The gift of adventure: a lifetime with students
Adventures are great, especially when looking back. Nothing is more fun than re-telling stories of past adventures. The more they are repeated, the better the stories become. But, at the time of the adventure, things can seem very different. I’ve been lost a few times, disoriented, and uncertain which way to go. I’ve been freezing cold and long-term wet. I’ve been bitten. I’ve fallen a few times. Occasionally panic wells up. It becomes difficult to make careful reasoned decisions. Mercifully, the feeling never lasts more than a few hours. Still, that’s long enough to bond with others who suddenly find themselves lost.
Years ago, I directed an environmental management major at CSU. It included long weekends backpacking, canoeing, and biking. Some students had never camped. We had great adventures. But not every moment was great. Once it was so cold our water bottles froze. We woke up with ice raining down on us from inside our tents. Another time we got separated on a poorly marked trail. I’ll never forget the excitement and joy when we found each other hours later, just before dark.
Once, on a 4-day hiking trip, it began raining on the first day. It rained so hard we stopped and set up our tents on the edge of the trail. I have a photo from that day of a student sheltering in his sleeping bag under a plastic tarp. He’s got a big smile on his face as he looks through the water droplets on his fogged glasses. The next morning, I asked everyone if they wanted to turn back. We were facing at least two more days of rain with no exit points. They all wanted to continue. I was amazed.
I remember a simple daytime sailing trip in the Charleston Harbor. It was cold. Students are never really prepared for cold. As the sun was setting, I could see lips were turning blue, and hands were shaking. Nothing has ever tasted as good as the pizza and hot tea we had later that evening. Those students, alumni now, still talk about that day.
In the last few years students have set up the Outdoor Adventure Club. It’s completely student run. My wife and I get invited to every adventure. Again, students have been freezing. Canoes have rolled in the river. In spite of all the missteps, everyone comes away smiling.
You never know when a new adventure will take hold. Once, on a dare in class, I suggested we jump off a dock, into the Stono River. It was January. About 10 went in on that first swim. A tradition was born that continued with a jump in the river every month for the next four years. Those students, long graduated, are spread across the county now. They still call me occasionally.
You might be surprised to know that 200 years ago, rice was grown on what is now the CSU campus. This came up in an economic history class a few years ago. The rice was barged from loading docks behind what is now the baseball field. The barges floated down Goose Creek and into Charleston where it was milled and shipped all over the world. Students suggested we go and see. That idea developed into a canoeing trip. Goose Creek has long been dammed up. But it is still possible, with great effort, to canoe from behind the CSU campus all the way to the Goose Creek dam just past Trident Tech. It took four attempts, over eight years, to figure out how to weave through the flooded forest and old rice impoundments found behind the campus. I remember it was a cold and rainy day when the fourth group finally pushed through to the open water in the Goose Creek Reservoir. Over those years maybe 30 students attempted it. Like those students, I will remember those trips forever.

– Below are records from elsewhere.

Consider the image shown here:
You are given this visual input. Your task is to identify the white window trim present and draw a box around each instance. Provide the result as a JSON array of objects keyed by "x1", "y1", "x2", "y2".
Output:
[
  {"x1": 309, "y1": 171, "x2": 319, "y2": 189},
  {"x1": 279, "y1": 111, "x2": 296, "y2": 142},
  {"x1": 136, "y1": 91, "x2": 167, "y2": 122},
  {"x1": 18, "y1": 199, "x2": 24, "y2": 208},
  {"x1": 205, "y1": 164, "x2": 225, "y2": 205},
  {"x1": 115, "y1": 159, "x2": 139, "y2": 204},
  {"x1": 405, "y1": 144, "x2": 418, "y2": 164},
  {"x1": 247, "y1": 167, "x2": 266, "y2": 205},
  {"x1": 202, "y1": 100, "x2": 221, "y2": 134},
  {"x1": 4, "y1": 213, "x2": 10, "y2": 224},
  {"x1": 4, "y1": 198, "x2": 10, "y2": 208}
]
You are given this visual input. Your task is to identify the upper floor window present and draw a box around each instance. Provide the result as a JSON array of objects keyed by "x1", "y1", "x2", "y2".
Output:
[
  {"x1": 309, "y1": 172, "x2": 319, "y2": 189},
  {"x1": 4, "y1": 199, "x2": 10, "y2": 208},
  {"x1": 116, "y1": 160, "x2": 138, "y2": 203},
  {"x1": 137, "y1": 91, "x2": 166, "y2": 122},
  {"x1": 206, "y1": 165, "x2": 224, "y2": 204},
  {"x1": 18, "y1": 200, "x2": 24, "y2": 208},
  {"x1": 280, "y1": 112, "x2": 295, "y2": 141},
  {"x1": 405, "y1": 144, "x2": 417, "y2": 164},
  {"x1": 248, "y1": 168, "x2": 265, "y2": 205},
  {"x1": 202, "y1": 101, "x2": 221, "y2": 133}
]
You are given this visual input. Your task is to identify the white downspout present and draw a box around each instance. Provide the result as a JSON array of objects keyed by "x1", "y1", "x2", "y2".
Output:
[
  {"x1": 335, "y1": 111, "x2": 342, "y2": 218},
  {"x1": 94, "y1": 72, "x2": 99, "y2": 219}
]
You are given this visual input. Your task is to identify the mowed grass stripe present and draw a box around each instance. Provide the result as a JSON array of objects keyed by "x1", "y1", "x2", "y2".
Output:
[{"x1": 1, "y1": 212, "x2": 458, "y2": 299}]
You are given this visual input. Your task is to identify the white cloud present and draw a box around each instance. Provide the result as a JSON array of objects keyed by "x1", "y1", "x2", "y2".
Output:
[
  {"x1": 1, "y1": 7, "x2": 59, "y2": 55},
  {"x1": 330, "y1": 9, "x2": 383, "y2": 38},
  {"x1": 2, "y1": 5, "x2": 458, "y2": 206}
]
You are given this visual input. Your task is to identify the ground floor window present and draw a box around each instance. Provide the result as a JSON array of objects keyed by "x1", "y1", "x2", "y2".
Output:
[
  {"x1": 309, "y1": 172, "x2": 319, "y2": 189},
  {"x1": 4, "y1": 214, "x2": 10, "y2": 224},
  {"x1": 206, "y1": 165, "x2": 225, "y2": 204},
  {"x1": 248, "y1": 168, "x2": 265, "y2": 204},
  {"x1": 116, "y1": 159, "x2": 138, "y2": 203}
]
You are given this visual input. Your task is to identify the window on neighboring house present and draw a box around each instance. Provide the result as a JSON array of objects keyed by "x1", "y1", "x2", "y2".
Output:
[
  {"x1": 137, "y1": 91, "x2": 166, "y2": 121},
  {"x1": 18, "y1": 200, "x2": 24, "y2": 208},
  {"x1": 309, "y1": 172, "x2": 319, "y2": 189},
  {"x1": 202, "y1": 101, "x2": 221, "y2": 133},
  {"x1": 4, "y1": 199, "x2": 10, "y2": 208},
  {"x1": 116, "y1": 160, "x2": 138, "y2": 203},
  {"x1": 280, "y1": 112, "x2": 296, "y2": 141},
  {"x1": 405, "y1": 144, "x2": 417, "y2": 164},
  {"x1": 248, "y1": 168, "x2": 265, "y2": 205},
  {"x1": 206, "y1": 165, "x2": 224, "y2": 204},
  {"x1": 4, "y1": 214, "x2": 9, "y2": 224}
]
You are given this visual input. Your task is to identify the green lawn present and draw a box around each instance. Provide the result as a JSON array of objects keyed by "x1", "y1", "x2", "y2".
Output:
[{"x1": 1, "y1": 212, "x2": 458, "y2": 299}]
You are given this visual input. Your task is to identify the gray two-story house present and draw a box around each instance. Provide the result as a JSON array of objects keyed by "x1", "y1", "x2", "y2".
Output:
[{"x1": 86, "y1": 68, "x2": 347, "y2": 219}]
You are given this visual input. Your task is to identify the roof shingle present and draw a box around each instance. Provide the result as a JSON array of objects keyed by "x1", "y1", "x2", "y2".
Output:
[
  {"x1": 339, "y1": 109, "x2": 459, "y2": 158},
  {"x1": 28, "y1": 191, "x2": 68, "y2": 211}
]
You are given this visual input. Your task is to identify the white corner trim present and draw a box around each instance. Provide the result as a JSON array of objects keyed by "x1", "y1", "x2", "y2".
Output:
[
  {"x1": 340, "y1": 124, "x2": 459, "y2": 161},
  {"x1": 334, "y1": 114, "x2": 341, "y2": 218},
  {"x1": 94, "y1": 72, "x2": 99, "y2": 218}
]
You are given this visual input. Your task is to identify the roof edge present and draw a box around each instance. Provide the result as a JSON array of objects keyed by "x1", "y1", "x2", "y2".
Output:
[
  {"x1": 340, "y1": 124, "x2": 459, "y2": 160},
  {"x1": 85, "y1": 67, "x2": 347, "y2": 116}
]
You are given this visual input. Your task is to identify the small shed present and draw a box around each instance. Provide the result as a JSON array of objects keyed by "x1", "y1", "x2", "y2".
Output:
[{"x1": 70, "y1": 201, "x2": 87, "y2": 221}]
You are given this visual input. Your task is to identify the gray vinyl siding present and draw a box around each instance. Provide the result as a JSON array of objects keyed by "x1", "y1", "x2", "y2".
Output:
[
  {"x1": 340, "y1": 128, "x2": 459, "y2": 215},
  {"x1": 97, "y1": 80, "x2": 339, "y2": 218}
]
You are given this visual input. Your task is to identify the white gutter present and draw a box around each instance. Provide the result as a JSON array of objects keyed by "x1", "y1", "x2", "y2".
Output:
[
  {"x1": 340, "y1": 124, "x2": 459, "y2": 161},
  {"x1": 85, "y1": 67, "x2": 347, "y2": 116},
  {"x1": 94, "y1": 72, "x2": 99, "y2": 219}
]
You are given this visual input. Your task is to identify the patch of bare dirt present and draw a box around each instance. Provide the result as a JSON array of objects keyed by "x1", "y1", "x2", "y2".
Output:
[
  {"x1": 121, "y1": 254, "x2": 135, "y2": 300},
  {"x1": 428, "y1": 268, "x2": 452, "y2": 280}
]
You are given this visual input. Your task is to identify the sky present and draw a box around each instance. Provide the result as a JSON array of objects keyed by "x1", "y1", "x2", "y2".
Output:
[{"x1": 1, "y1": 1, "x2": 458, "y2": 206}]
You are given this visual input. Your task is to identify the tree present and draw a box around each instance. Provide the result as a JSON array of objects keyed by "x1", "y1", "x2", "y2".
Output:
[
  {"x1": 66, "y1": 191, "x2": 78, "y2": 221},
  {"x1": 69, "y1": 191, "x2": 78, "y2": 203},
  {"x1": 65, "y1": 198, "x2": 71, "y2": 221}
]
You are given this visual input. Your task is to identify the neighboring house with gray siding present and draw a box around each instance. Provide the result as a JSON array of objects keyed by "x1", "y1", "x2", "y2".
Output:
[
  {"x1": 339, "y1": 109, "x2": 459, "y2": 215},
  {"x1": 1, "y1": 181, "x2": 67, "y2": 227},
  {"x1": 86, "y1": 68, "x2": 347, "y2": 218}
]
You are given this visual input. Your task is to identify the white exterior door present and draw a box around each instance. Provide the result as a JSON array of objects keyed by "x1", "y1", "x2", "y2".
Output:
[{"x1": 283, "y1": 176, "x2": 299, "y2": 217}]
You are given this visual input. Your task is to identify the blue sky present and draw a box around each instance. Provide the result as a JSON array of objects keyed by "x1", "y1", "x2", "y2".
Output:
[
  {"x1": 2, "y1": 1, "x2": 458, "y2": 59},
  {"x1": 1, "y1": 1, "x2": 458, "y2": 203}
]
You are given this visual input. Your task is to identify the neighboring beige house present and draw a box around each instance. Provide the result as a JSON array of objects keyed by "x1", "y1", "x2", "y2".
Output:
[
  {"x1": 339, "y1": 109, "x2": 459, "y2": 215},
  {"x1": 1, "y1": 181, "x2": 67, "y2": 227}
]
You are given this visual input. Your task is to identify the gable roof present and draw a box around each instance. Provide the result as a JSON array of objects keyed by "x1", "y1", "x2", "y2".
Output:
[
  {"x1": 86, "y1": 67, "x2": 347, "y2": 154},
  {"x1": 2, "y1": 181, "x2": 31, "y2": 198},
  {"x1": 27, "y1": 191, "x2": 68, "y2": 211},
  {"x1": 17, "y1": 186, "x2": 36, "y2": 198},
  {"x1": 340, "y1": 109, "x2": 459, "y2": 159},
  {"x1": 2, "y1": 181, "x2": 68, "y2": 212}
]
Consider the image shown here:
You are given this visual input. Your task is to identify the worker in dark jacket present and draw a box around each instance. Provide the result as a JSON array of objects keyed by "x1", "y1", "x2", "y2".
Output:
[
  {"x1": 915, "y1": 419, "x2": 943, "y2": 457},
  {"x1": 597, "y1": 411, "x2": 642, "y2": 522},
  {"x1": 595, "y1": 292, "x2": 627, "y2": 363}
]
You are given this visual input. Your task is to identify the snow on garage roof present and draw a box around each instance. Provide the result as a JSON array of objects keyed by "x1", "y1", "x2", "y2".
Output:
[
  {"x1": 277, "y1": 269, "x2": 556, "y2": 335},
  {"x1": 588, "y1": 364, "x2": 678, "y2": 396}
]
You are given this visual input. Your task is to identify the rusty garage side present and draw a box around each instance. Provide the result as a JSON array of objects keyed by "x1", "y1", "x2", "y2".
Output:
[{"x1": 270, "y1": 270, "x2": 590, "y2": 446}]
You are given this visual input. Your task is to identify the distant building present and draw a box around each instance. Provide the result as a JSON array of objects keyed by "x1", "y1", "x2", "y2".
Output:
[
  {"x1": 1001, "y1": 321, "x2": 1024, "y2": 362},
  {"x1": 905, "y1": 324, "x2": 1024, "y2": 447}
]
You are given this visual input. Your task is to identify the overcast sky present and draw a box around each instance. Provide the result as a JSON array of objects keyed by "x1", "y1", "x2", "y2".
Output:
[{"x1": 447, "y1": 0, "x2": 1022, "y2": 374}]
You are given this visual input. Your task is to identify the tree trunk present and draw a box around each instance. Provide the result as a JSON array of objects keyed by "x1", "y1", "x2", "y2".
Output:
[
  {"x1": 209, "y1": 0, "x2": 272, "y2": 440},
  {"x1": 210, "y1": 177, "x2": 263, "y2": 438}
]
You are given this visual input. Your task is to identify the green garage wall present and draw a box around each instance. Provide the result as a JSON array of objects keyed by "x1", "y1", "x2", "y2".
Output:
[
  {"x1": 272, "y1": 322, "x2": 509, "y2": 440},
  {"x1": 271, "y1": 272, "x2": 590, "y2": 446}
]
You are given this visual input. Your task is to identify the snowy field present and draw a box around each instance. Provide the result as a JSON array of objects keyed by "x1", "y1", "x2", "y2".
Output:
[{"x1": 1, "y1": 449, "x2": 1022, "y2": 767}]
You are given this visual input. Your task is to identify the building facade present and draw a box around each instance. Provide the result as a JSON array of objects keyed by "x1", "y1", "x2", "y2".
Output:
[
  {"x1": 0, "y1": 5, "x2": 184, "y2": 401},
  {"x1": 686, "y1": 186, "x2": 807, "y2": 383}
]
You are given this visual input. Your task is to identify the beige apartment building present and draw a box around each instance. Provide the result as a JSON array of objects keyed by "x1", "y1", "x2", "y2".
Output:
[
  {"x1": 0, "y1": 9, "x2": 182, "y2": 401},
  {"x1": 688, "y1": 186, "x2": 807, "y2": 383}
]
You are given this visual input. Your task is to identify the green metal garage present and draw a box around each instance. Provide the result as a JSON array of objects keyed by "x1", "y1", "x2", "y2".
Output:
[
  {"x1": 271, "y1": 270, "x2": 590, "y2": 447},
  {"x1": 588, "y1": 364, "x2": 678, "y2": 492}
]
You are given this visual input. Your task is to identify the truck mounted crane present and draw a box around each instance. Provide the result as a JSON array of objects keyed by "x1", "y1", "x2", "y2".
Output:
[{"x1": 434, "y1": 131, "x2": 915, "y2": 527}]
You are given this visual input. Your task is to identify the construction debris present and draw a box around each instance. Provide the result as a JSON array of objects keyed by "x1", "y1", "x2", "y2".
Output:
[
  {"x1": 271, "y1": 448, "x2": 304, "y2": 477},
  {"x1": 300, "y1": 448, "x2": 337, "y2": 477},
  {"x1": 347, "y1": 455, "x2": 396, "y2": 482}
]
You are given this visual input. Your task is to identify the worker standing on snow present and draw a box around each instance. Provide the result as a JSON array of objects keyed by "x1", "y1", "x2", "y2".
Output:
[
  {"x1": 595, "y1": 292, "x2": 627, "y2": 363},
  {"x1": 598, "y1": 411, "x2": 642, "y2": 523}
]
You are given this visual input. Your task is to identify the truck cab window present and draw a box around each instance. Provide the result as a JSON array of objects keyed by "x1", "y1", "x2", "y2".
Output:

Adventures don’t always happen in the woods or on the river. Sometimes they happen in the classroom. A few years ago, I attempted to make my economic lectures seem more interesting by using honeybuns as illustrations. Honeybuns are that fabulous food made from fried extruded bread covered with a sugary glaze. After a few honeybun examples, a student brought me one from her hometown in Ohio. That simple gesture began a collection. Whenever students traveled, they would bring me honeybuns. At its peak there were 32 different honeybuns displayed in my office from all over the country, including Hawaii. Students would ask, do they ever get moldy? Well, a few did. I had to replace the Krispy Kreme versions every year or so. But the Mrs. Freshley’s Grande looked as fresh the day I threw it out as it did four years earlier when it was given to me.
The same thing happened when I began to use obscure old cars as examples and illustrations in class. Once I used an amphibious car, produced in the 60s as an example. A student shared that example with her grandfather who was a collector. He passed her the for sale ads he would find in his magazines. She gave them to me. By the end of that semester, I had found and bought an Amphicar. It is hard to count how many students have ridden in and out of the water in that car, all the while screaming. That Amphicar has been in many CSU Homecoming parades adorned with unofficial beauty queens with titles like Miss ECON 212 Section 01.
Finally, adventures are not always tied to a place or to an event. They can happen in the struggle to learn. I’ve seen many students lost in the classroom. The look is the same as that of those lost in the woods. With just a little bit of direction, something that once seemed hopeless is suddenly comprehensible. That look of excitement and relief found in the woods, is the same in the classroom. To me, whether it happens in the classroom or in the deep woods, that moment of common understanding is a miracle.
Students are amazing. They are both fragile and resilient. I feel honored that they let me share in their adventures and experiences. It’s been a great ride. I will miss them all.